Bônus? Eu também quero o meu.

A notícia da semana, para mim, foi o Congresso Americano (isso mesmo, com maiúsculas) aprovar uma lei que taxa em 90% os bônus de executivos de empresas que receberam ajuda financeira do governo. Foi uma das lições mais agudas de como um país sério deve funcionar. Fazendo uma paródia com o nosso brasileiríssimo seqüestro relâmpago, podemos dizer que os políticos de Washington criaram o “resgate relâmpago”.

Esse episódio tem desdobramentos não só políticos, mas éticos. Os políticos são de fácil digestão, todo mundo percebe no primeiro momento. Em tese, a política deve ser exercida para o bem comum, em todas as instâncias. Eu cedo, você cede no próximo passo. Nós cedemos nisso, eles cedem naquilo. No final o bem comum é o maior beneficiado. Como disse antes, em tese. Nas terras de cá, sabemos que a coisa não é bem assim...

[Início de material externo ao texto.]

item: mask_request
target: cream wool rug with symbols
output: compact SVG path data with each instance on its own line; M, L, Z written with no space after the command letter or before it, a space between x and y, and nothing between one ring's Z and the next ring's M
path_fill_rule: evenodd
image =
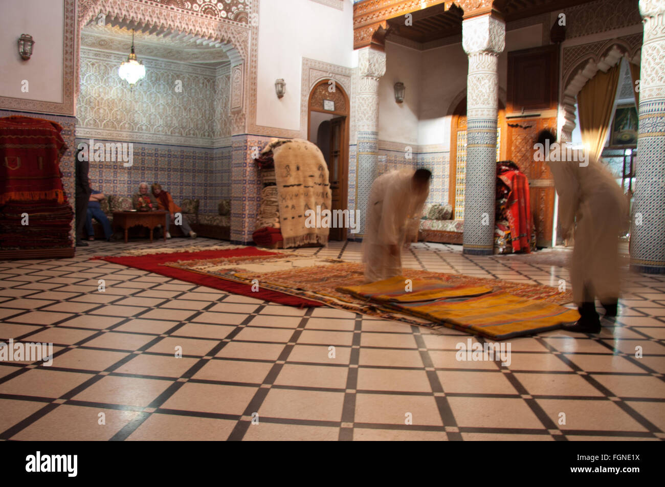
M273 143L273 158L284 248L328 243L330 229L305 226L308 210L330 210L328 166L323 154L309 140L295 138Z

Quero atentar para os outros fatores que tal decisão atinge. Os éticos. Todo mundo fala que estamos passando por uma crise de confiança. Os economistas, empresários, políticos, jornalistas, todos fazem coro. “Crise de confiança”. Eu parei para pensar nessa expressão e cheguei à conclusão de que isso é muito pior do que parece. O pressuposto das relações é a confiança. Se o seu cachorro não confia em você, ele vai morder. Se você não confia no médico, não há tratamento. Sem confiança no seu cônjuge em potencial, é prudente que o casamento seja desmarcado. E assim vai. Se há uma crise de confiança é porque ninguém confia em ninguém. As relações estão ficando micadas em todas as esferas. Isso é fruto da oxidação de valores básicos. Daí o desrespeito ao próximo e ao meio-ambiente, a ganâncias por lucros fáceis a irresponsabilidade com os bens das famílias. As pessoas arriscaram tanto que estão perdendo coisas que deveriam ser seguras ­­― casas, empregos, saúde, paz.

A justificativa de pagamento de bônus foi um contrato assinado (antes da crise), que dava aos executivos o direito a bônus. O que é certo: cumprir um contrato que manda pagar bônus, ou não pagá-los por motivos óbvios, mas não explicitados em um documento? Ai entra o conceito do que é lícito e do que convém. Pelos termos legais, é lícito aos executivos receber tais premiações ― mesmo quem eles tenham destroçado uma das maiores seguradoras do mundo. Contudo, não convém receber a grana. A ética será avaliada ainda mais vezes nesse episódio. Ele não acabou com a decisão do Congresso (maiúsculo). Certamente, aconteceram batalhas judiciais em torno do pagamento ou não dos bônus.

Enquanto isso, assistiremos o congresso brasileiro (minúsculo) escamotear o pagamento de horas-extras a funcionários em recesso. Nessa, todos nós perdemos os nossos bônus.

Comentários

  1. Querido Alexon: Este Blog esta comecando muito bem. Ele e atual,inteligente e revelador do cronista ,que esta sendo revelado, a cada artigo.